A simple way to Stall or exceed the Angle of Attack of a parachute while airborne is to Pull Down on Both Steering Toggles at the same time till the Parachute Deflates or Collapses.
It is important that Skydivers be able to recognize when a parachute is approaching its Stall Point, How to Stall, and How to Recover from a Stall.
To find the point where a parachute is approaching its Stall Point:
1. Check to see that the parachute is working properly
2. Check that you are clear of other traffic
3. Check that your location and heading will allow you to land safely
4. Check that your altitude (2500 feet the first time) is sufficient to recover
5. With steering toggles in each hand, pull them smoothly down together while looking up at the bottom skin of the parachute. As you approach the Stall Point, the bottom skin of the parachute will start to wrinkle.
6. Look to see where your hands are, this position should not be exceeded for the Landing Flare, to do so may cause the parachute to Deflate or Collapse
To Stall the parachute ( refer to above 1 thru 5 on approaching the Stall Point), then continue to pull down both steering toggles till Collapse or Deflation occurs. Standard 9 Cell parachutes when Stalled will normally turn initially, then with further deflation the corners of the tail will touch each other and the parachute will descend at a higher than normal rate. It is Important to note that Skydive The Ranch sets the Steering Toggles on the Main Parachutes so they are difficult to Stall, while the Reserve Parachutes are set to manufactures limits and will normally Stall if the Steering Toggles are pull down too far.

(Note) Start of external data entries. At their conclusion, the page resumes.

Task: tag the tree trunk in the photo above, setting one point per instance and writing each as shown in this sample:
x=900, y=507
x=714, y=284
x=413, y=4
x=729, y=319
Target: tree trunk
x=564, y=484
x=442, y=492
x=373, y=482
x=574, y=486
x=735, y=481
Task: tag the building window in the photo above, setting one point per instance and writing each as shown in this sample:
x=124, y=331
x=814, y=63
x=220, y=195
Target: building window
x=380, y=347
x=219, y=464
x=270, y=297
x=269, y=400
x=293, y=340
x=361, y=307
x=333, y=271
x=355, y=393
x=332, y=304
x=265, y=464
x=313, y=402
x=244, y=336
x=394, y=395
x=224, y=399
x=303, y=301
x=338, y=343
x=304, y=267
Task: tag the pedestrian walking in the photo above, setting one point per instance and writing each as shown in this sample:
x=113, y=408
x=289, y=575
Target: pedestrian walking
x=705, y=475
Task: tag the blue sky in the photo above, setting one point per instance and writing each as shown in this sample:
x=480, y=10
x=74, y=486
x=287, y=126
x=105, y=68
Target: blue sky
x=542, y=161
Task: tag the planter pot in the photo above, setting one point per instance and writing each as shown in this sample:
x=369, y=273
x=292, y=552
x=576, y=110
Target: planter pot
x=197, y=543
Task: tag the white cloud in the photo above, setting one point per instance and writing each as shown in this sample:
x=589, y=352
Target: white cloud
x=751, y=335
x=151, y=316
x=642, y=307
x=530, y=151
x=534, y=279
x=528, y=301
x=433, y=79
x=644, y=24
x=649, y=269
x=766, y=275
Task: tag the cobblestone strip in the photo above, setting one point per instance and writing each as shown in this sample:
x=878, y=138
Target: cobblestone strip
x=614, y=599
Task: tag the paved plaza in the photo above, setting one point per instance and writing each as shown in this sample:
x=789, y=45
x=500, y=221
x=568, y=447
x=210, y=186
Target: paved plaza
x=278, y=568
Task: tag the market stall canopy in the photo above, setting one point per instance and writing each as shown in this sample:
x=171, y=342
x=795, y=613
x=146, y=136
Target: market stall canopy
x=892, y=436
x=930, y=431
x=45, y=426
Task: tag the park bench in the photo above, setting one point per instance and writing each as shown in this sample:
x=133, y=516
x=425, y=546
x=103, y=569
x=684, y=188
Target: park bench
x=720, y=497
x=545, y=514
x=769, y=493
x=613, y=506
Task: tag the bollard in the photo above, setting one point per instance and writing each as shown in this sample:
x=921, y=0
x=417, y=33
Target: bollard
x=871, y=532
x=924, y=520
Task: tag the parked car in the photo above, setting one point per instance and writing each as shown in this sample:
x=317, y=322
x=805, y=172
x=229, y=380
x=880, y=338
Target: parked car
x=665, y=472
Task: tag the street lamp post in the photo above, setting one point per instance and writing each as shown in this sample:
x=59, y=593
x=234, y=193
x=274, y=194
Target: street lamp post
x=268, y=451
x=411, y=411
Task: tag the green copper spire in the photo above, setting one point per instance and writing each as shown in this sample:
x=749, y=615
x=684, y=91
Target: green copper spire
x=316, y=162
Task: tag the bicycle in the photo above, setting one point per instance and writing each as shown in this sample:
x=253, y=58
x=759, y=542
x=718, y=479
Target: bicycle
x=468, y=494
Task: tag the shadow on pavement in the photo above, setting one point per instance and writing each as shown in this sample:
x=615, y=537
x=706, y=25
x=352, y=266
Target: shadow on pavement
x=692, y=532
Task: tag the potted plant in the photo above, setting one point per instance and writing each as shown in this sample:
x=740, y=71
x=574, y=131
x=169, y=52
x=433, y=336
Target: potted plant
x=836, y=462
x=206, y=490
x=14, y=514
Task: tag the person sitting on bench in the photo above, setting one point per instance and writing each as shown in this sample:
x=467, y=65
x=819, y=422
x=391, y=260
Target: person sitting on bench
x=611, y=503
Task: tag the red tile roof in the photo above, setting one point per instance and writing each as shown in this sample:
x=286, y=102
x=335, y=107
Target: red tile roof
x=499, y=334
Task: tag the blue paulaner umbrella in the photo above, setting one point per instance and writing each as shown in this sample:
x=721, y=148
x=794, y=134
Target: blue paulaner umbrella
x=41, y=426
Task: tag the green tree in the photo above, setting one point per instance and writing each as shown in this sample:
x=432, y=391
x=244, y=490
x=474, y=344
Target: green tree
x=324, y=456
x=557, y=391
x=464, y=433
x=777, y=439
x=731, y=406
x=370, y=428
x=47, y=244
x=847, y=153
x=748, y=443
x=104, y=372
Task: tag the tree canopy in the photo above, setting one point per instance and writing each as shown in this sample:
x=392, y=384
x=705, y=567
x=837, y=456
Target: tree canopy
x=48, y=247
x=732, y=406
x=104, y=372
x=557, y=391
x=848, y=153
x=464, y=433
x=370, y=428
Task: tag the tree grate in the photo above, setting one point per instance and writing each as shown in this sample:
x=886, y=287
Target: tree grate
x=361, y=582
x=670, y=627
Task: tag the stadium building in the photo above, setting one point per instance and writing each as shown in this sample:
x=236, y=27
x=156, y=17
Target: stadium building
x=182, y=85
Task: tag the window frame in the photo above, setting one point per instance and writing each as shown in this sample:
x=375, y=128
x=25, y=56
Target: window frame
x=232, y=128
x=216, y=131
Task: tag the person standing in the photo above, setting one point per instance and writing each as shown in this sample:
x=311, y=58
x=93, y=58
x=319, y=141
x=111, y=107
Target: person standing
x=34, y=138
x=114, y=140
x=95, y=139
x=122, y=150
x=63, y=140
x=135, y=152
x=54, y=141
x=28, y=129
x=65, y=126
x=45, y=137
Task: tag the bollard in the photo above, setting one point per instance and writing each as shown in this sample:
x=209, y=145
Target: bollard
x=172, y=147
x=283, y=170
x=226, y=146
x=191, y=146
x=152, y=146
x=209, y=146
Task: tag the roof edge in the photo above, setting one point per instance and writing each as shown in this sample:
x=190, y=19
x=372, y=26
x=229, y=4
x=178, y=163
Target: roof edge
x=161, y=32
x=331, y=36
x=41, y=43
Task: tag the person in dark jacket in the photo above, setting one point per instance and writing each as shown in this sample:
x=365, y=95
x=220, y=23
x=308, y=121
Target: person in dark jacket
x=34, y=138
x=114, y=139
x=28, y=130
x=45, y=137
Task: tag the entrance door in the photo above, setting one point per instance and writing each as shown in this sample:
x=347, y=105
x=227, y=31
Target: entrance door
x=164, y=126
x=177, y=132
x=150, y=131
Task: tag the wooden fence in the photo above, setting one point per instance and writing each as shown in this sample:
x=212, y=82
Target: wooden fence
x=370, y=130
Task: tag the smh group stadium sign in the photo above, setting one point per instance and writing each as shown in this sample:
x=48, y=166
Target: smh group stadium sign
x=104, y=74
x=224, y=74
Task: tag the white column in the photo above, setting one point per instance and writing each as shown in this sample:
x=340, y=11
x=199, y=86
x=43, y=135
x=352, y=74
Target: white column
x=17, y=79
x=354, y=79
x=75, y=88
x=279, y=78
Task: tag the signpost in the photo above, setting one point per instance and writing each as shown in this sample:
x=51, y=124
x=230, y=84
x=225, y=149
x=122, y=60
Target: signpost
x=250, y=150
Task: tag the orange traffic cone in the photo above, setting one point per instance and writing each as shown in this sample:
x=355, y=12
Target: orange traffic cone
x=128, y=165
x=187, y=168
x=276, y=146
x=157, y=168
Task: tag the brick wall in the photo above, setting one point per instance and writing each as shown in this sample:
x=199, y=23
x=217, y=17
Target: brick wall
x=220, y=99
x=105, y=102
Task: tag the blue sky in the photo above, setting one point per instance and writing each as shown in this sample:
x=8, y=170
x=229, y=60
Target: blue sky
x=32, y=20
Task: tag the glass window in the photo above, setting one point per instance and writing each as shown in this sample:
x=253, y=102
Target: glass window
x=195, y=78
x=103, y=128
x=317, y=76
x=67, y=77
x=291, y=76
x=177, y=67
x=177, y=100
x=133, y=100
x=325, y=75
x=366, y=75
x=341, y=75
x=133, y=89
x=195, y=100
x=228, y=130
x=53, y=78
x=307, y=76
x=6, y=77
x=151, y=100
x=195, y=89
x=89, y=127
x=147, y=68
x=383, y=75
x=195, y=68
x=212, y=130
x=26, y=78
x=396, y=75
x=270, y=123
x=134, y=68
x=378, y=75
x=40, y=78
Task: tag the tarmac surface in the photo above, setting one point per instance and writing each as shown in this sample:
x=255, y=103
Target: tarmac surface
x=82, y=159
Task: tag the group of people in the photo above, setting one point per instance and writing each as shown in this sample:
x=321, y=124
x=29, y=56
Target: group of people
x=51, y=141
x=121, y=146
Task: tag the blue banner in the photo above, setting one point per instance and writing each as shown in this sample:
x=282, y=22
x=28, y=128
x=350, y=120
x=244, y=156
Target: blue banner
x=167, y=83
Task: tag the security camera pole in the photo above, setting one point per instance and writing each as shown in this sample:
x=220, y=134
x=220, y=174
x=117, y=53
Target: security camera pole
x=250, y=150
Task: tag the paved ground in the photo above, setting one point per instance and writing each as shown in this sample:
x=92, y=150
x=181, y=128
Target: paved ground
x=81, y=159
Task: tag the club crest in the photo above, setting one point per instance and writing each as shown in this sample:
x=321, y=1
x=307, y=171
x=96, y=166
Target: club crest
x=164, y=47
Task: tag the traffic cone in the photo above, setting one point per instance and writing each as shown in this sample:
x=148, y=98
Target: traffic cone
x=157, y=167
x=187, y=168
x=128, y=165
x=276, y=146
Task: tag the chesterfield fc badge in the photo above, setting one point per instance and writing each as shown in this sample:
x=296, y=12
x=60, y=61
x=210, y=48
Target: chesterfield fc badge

To Recover a Stalled Parachute, smoothly return both steering toggles to the half brake position (Some high performance parachutes may have difficulty reinflating properly once stalled due to severe self induced line twist. Always check the manufactures operating instructions before attempting to stall a parachute.) If Stall recovery techniques are done too quickly, it increases the parachutes tendency to surge forward ahead of the skydiver. If this happens close to the ground, the parachute and the skydivers body can hit the ground at approximately the same time. This type of landing is normally refereed to as a Face Plant or Full Body Slam.